Smooth migration from the existing imperative “ask”-code (see “Tell, don’t ask”-principle) can be realized by providing an java.util.Iterable to the underlying array.


public int countRedBricks() {
  int redBrickCount = 0;
  for (int i = 0; i < box.brickCount; i++) {
    if (box.bricks[i].isRed()) {
      redBrickCount++;
    }
  }
  return redBrickCount;
}

Code like above is easily transformed to much clearer code like below:

public class LegoBox  {
  public LegoBrick[] bricks = new LegoBrick[8000];
  public int brickCount = 0;

  public Iterable<LegoBrick> allBricks() {
    return Arrays.stream(tr, 0, brickCount).collect(Collectors.toList());
  }
}

public int countRedBricks() {
  int redBrickCount = 0;
  for (LegoBrick brick : box.bricks) {
    if (brick.isRed()) {
      redBrickCount++;
    }
  }
  return redBrickCount;
}

Functional API

A nice alternative to the imperative solution above is a functional interface to the array. In Java 8 and newer we can provide that easily and encapsulate the iteration over our array:

public class LegoBox  {
  public LegoBrick[] bricks = new LegoBrick[8000];
  public int brickCount = 0;

  public <R> R forAllBricks(Function<Brick, R> operation, R identity, BinaryOperator<R> reducer) {
    return Arrays.stream(bricks, 0, brickCount).map(operation).reduce(identity, reducer);
  }

  public void forAllBricks(Consumer<LegoBrick> operation) {
    Arrays.stream(bricks, 0, brickCount).forEach(operation);
  }
}

public int countRedBricks() {
  return box.forAllBricks(brick -> brick.isRed() ? 1 : 0, 0, (sum, current) -> sum + current);
}

The functional methods can be tailored to your specific needs, of course. I just provided two examples for possible functional interfaces and their implementation.

The function + reducer case is a very general interface and used here for an implementation of our “count the red bricks” use case. Alternatively you could implement this use case with a more specific but easier to use filter + count interface:

public class LegoBox  {
  public LegoBrick[] bricks = new LegoBrick[8000];
  public int brickCount = 0;

  public long countBricks(Predicate<Brick> filter) {
    return Arrays.stream(bricks, 0, brickCount).filter(operation).count();
  }
}

public int countRedBricks() {
  return box.countBricks(brick -> brick.isRed());
}

The consumer case is very simple and found a lot in this specific project because mutation of the array elements is a typical operation and all over the place.

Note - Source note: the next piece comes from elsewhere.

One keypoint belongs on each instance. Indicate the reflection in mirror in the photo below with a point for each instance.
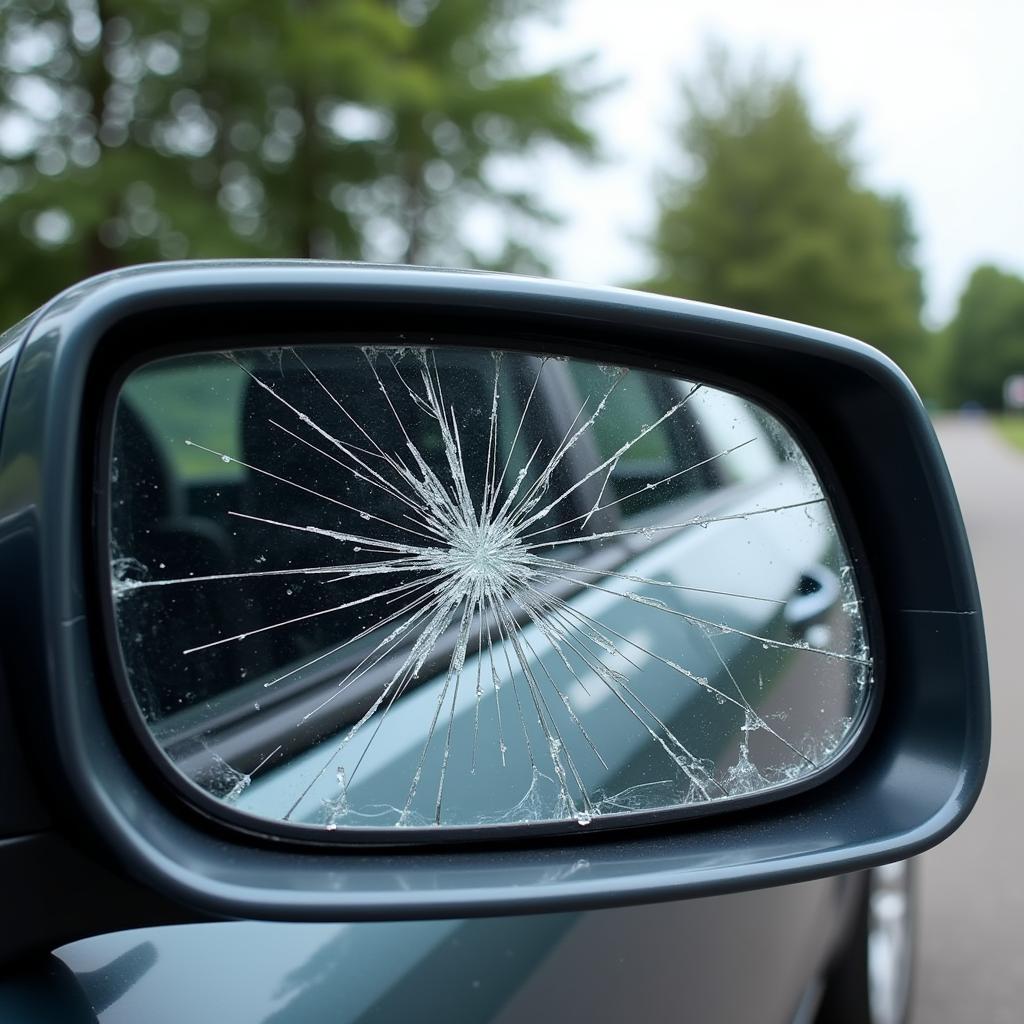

The functional API avoids duplicating the iteration all the time and removes the need to access the array or iterable/collection. It is therefore much more in the spirit of “tell”.

Conclusion

The new interfaces allow for much simpler and maintainable client code and remove a lot of duplicated iterations on the client side. They can be introduced on the way when implementing requested features for the customer.

That way we invested only minimal effort in cleaner, better maintainable and more error-proof code. When someday all accesses to the public array are encapsulated we can use the new found freedom to internalize the array and change it to a better fitting data structure like an ArrayList.